Замечание Полины немного охладило любопытство доктора. Он измерил давление, послушал сердце.
— «Скорую» вызывали?
— Зачем? — снова из кухни отозвалась хозяйка. — Пока ее дождешься, можно десять раз помереть. Я сама все сделала, что надо. Вы лечение назначьте. Без рецепта ампулы не купишь. Я сама уколы проколю.
— Да? — У врача брови вверх поехали. — Значит, больной здесь останется? Надолго?
— На сколько понадобится, на столько и останется. Или вы считаете, в таком состоянии можно садиться за руль?

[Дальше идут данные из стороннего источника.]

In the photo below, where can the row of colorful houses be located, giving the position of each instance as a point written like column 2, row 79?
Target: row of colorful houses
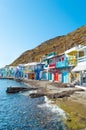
column 67, row 67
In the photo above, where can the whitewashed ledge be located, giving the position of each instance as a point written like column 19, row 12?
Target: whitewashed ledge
column 82, row 87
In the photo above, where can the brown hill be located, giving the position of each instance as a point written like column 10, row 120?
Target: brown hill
column 58, row 44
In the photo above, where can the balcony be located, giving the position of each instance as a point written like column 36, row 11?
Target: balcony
column 72, row 62
column 62, row 64
column 81, row 59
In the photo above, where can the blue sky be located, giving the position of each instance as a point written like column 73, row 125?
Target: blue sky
column 24, row 24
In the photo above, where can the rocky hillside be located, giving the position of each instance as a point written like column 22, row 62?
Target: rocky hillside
column 58, row 44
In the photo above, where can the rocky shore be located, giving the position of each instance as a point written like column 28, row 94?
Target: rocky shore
column 71, row 99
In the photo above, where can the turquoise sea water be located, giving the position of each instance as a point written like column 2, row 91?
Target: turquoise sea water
column 18, row 112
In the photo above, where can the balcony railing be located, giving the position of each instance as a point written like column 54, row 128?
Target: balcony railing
column 62, row 64
column 81, row 59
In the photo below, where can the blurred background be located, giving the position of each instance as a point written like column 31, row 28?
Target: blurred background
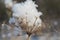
column 50, row 19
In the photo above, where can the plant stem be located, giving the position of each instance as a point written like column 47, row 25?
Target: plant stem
column 28, row 38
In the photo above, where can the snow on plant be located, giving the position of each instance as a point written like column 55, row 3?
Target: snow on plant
column 28, row 16
column 27, row 11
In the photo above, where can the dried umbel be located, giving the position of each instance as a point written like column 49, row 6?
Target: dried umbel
column 28, row 16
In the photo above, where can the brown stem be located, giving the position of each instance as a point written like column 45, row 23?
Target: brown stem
column 28, row 38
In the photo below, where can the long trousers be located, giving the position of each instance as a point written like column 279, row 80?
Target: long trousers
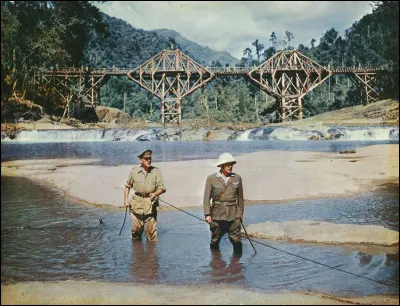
column 146, row 223
column 219, row 228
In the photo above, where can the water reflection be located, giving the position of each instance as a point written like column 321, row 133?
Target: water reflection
column 145, row 261
column 222, row 272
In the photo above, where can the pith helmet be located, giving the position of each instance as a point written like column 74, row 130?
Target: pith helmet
column 225, row 158
column 145, row 153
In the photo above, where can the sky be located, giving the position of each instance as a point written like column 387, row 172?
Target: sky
column 233, row 25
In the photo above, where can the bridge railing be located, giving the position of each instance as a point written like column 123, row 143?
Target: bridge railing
column 216, row 70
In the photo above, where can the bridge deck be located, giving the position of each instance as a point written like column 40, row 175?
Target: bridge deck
column 214, row 70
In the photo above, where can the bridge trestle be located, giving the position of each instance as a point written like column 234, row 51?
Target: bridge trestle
column 288, row 76
column 170, row 75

— За руль нельзя. Можно забрать в больницу. Доброе с интересом слушал эту перепалку, не понимая ее сути. Ему было немного жаль незадачливого врача, и он понял, что доверяет Полине. Она все сделает как надо. А потому лежал и молчал, не высказывая никаких пожеланий, не встревая в разговор. Врачу, напротив, видимо, хотелось поболтать. Он подробно и обстоятельно стал рассказывать о коварствах стенокардии, об инфарктах и инсультах. Когда Добров вдруг почувствовал приближение тошноты, вызванное обилием медицинских подробностей, его снова выручила Полина. Она выглянула из-за занавески и коротко напомнила:
— Рецепт напиши.
Мужичок быстро накорябал рецепт и вышел в кухню. Борис закрыл глаза.
Знакомы… Возможно, вместе работали. Почему-то ему захотелось услышать, о чем они станут говорить.

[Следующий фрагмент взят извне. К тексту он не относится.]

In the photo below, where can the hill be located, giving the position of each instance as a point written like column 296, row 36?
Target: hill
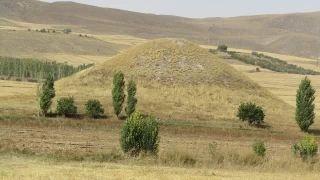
column 178, row 80
column 292, row 34
column 46, row 46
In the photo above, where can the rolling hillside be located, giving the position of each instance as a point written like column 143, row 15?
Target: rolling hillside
column 178, row 80
column 292, row 34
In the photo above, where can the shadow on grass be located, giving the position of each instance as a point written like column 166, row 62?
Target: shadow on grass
column 315, row 132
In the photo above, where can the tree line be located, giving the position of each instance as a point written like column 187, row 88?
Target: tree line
column 36, row 69
column 273, row 64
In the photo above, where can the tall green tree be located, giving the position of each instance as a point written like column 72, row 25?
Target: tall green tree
column 131, row 99
column 305, row 105
column 47, row 94
column 118, row 95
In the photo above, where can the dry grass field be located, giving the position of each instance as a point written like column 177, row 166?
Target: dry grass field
column 31, row 168
column 192, row 116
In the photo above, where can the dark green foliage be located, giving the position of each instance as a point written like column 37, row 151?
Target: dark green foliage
column 67, row 31
column 305, row 105
column 251, row 112
column 131, row 99
column 223, row 48
column 47, row 94
column 94, row 108
column 259, row 148
column 140, row 135
column 307, row 148
column 66, row 106
column 273, row 64
column 35, row 69
column 118, row 95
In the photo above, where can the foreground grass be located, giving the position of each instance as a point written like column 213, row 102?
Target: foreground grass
column 29, row 167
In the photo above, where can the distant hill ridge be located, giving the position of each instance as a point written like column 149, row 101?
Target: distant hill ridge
column 292, row 34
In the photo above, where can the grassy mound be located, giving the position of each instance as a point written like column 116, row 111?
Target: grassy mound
column 178, row 80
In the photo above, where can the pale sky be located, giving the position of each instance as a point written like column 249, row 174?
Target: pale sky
column 208, row 8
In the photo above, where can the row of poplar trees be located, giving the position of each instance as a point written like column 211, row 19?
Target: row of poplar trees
column 35, row 69
column 46, row 93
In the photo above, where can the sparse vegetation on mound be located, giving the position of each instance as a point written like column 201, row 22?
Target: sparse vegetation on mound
column 174, row 61
column 210, row 90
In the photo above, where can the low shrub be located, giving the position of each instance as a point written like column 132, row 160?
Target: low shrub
column 66, row 106
column 222, row 48
column 140, row 134
column 94, row 108
column 259, row 148
column 251, row 112
column 307, row 148
column 177, row 158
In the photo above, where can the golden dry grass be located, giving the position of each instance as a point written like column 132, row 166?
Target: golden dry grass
column 209, row 90
column 299, row 61
column 20, row 167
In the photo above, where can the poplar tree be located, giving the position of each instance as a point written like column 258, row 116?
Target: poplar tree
column 48, row 93
column 305, row 105
column 131, row 99
column 118, row 95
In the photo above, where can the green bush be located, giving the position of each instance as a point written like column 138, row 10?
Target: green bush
column 223, row 48
column 251, row 112
column 67, row 31
column 307, row 148
column 259, row 148
column 66, row 106
column 94, row 108
column 140, row 135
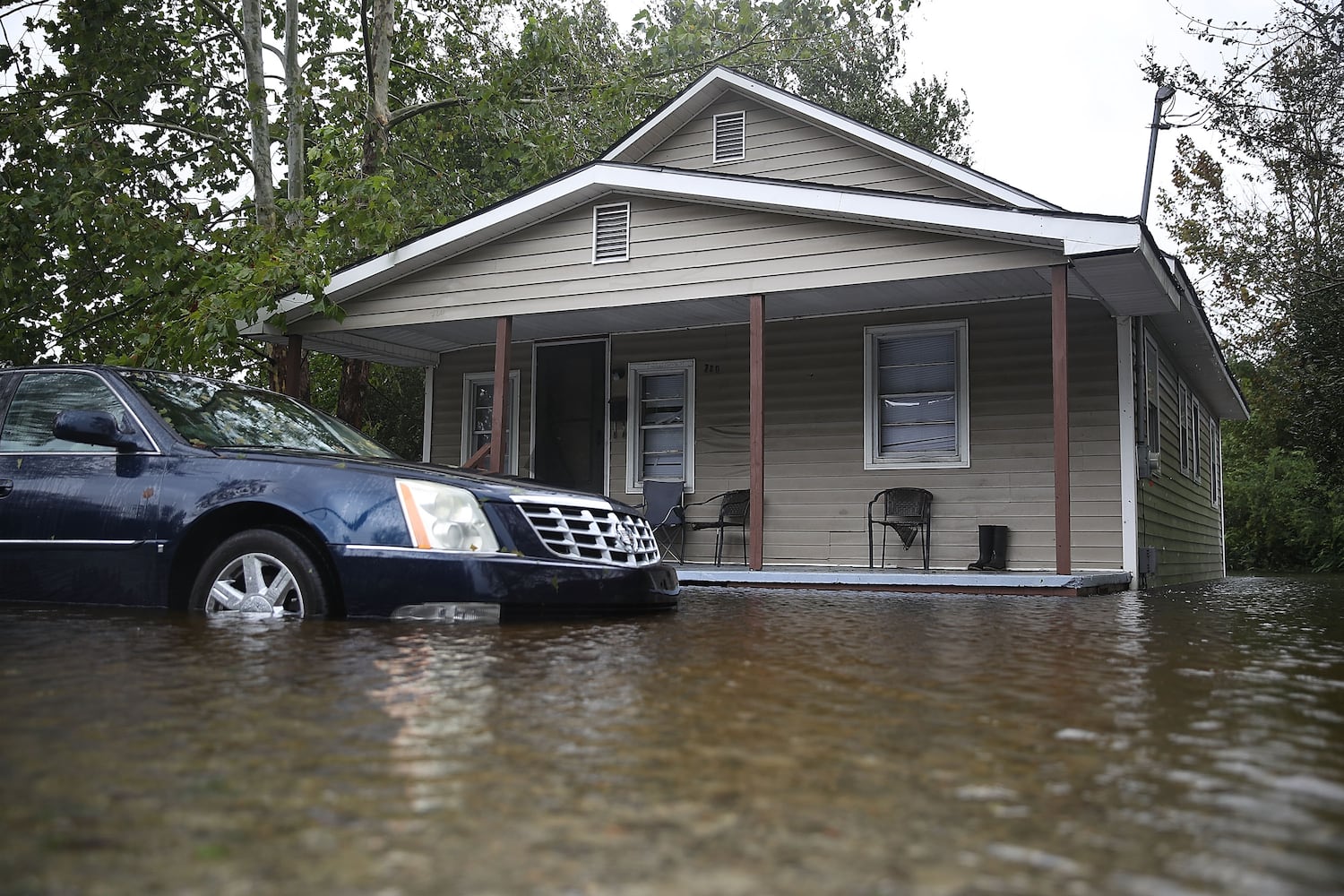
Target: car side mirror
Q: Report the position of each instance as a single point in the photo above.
(96, 427)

— Значит, не твой? — донеслось до Бориса. — А я уж было подумал — ты траур сняла, Полина. А чё? Мужик справный, и — в твоей спальне. А машина его у ворот стоит? Крутая…

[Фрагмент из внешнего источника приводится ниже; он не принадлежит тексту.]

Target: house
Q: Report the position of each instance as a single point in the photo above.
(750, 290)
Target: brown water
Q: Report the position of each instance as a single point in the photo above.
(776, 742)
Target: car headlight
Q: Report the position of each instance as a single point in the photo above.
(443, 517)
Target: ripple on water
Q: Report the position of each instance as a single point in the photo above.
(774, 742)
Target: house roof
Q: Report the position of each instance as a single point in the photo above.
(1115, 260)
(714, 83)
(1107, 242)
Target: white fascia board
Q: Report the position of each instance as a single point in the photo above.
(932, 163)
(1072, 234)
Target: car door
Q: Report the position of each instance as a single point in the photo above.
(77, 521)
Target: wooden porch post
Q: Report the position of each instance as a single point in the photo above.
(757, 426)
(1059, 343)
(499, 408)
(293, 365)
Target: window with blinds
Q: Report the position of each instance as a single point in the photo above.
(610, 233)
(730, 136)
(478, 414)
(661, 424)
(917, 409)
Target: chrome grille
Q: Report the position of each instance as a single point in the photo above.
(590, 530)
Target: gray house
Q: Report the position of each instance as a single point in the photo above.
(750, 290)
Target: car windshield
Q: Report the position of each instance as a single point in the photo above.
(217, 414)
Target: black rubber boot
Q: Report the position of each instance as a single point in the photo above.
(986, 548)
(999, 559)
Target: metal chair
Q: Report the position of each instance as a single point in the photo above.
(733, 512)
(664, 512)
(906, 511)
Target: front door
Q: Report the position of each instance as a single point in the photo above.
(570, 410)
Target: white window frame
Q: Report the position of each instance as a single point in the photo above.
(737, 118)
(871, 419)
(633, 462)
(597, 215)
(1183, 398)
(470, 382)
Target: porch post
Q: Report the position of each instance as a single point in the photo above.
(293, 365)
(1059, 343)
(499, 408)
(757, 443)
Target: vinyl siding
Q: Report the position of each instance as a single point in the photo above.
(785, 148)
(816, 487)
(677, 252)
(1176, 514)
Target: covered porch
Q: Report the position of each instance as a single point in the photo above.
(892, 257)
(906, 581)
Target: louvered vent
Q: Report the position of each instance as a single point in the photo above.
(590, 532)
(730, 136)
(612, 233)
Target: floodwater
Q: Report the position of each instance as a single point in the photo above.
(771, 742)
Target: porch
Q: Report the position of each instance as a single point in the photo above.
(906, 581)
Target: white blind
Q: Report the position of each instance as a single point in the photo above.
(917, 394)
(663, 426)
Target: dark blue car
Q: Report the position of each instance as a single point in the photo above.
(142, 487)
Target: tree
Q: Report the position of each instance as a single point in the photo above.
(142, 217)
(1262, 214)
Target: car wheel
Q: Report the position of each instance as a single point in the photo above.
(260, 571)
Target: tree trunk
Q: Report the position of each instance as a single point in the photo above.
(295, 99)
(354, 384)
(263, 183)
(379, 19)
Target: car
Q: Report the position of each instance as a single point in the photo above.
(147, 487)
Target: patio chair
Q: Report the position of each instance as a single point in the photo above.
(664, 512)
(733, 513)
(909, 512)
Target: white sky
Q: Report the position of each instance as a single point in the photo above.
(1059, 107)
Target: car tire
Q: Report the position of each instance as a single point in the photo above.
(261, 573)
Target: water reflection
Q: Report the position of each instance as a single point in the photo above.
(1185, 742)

Доктору, вероятно, хотелось обмусолить эту тему, но его, кажется, оборвали. Что ответила хозяйка, Добров не расслышал. Зато хорошо слышал доктора. Тот, не стесняясь, сказал громко:
— Вот если бы ты, Полина, была посговорчивей, тогда, может быть, и фельдшерский пункт в деревне оставили бы, и сама бы ты под сокращение не попала… А строптивость, она ни к чему сейчас. Время не то.
— Не дождешься, Леня, — спокойно отозвалась женщина. — Обойдемся как-нибудь.
Ну, это как сказать… — не унимался врач. Он, видимо, не торопился к другим больным, из ничего выуживая нитку давнего разговора. — Я слышал, ты практикуешь? Частным порядком, без лицензии?
Голос плешивого изменился, стал вкрадчивым, даже мягким, но слушать его было неприятно. Добров напрягся. Он догадался, что Полине тоже неприятен этот разговор. Встать бы и выкинуть этого Леню за ворота…
— Не практикую, а просто помогаю людям. Разница есть? А что это вы, Леонид Андреевич, моей персоной так заинтересовались? — усмехнулась Полина. — Может, хотите помощь оказать?
Доктор что-то вякнул. После чего голос женщины приобрел новые интонации:
— Или успокоиться не можешь, что я спать с тобой не стала как другие? Или что знаю о тебе много? Ну? В чем дело-то?
Добров видел сквозь занавеску силуэт Полины. Она встала — руки в бока, в кулаке скалка. Поза не самая дружелюбная. Доктор это просек — засмеялся неловко, накинул тулупчик, засобирался.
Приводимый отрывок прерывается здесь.